Por Celina Lis - Pianista

08 Junio 2010
Algunos autores llaman a Schumann "el músico poeta". Y yo creo que esa definición es muy acertada. No sólo porque conozco mucho su obra, fundamentalmente para piano, sino también porque he tenido la oportunidad de tocar sus lieders, es decir, sus canciones. Me parece que lo más importante que tiene Schumann son sus canciones. Escribió muchas para ser acompañadas por el piano.
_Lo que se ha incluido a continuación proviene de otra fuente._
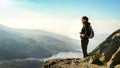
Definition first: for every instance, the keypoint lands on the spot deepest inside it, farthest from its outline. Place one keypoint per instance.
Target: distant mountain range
(25, 43)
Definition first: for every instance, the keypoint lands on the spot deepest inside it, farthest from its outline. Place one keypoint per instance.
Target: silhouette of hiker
(84, 35)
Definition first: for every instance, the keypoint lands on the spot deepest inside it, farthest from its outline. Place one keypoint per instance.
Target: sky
(61, 16)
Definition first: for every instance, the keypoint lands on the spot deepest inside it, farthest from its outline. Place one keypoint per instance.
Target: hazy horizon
(61, 16)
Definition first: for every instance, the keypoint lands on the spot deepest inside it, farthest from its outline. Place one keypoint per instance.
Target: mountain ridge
(105, 55)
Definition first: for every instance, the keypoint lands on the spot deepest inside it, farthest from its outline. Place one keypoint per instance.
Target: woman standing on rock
(85, 34)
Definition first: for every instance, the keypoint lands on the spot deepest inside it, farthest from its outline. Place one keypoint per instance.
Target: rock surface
(105, 55)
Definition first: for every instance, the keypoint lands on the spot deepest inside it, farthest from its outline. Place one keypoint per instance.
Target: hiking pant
(84, 44)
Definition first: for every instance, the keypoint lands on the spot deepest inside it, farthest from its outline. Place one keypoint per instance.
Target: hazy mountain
(25, 43)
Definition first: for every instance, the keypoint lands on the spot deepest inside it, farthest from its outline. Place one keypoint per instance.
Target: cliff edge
(105, 55)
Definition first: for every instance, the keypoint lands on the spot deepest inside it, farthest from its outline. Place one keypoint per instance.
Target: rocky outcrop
(105, 55)
(70, 63)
Y es justamente en esas pequeñas composiciones que aparece toda la genialidad de Schumann. Usa mucho la polifonía, lo cual le da aún más complejidad a sus obras. Sin embargo, él se siente muy cómodo en las obras de pequeño formato. De hecho, recomiendo que aquellas personas que nunca han escuchado a Schumann y quieren descubrirlo, empiecen primero por sus lieders. Y, en lo posible, que lo hagan con las canciones traducidas, ya que la música representa mucho lo que dice la letra. Sólo después deberían seguir con su concierto más famoso: el de piano y orquesta. En tanto, las sinfonías no son lo mejor de él. En Tucumán no se toca mucho Schumann, sí lo hacen los que estudian música en los conservatorios. Claro que hay obras mucho más grandes como los carnavales o la Kreisleriana, que son muy complejas y que sólo pueden ser interpretadas por grandes músicos. Además, su obra refleja un poco esa personalidad dividida, propia de un esquizofrénico. Pero eso no le quita belleza. Al contrario. Schumann, más que el compositor, es un cantante romántico por excelencia. Si un pianista quiere interpretar la esencia del compositor alemán, debe buscar un buen cantante e interpretar sus lieders.